FDA Approves Pembrolizumab for BCG-Unresponsive NMIBC

The FDA  approved pembrolizumab (Keytruda) for the treatment of patients with Bacillus Calmette-Guerin (BCG)-unresponsive, high-risk, non-muscle invasive bladder cancer (NMIBC) with carcinoma in situ (CIS) with or without papillary tumors who are ineligible for or chose to not undergo cystectomy.¹ “This is a major advance,” lead study investigator Arjun V. Balar, MD, associate professor of medicine and director of the genitourinary medical oncology program at NYU Langone Health’s Perlmutter Cancer Center told ONCOLOGY. “While cystectomy is highly curative, there is a substantial impact on short and long-term quality of life with the surgery and high rates of complications as well, including an approximately 5% rate of mortality.”

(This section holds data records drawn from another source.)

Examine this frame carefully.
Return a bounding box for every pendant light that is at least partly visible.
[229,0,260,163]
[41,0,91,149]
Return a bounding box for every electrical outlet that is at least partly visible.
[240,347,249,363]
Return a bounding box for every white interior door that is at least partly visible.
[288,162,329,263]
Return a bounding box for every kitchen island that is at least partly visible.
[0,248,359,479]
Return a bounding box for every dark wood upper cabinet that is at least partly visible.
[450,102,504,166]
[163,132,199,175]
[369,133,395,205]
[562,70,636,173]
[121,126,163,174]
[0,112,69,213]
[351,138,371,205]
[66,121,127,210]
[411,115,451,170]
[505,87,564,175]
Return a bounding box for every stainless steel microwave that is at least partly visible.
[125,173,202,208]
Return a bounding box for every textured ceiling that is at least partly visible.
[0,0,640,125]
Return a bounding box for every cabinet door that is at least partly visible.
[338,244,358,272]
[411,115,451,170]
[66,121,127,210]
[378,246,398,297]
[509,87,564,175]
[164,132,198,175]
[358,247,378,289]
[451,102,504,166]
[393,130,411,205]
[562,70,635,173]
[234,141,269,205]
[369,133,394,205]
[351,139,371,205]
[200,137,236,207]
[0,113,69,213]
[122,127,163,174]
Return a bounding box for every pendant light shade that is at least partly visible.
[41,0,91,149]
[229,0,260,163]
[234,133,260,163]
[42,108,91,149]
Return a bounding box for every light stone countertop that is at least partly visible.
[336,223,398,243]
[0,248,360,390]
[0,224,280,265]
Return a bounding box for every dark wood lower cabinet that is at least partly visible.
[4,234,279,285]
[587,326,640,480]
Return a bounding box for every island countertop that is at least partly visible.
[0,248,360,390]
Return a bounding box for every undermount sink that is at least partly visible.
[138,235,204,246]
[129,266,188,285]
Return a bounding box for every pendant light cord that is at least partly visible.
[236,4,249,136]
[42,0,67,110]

The approval, which was based on findings from the phase II KEYNOTE-057 trial (NCT02625961), follows the 9-4 favorable vote in December 2019 from the FDA’s Oncologic Drugs Advisory Committee that supporting the approval of the new drug application for pembrolizumab.² The FDA recommended a dose of 200 mg every 3 weeks. “This approval proves that systemic immunotherapy is active in a “localized” cancer process and has ushered the development of new treatments that could be combined with immunotherapy for the further benefit of patients with this disease,” said Balar.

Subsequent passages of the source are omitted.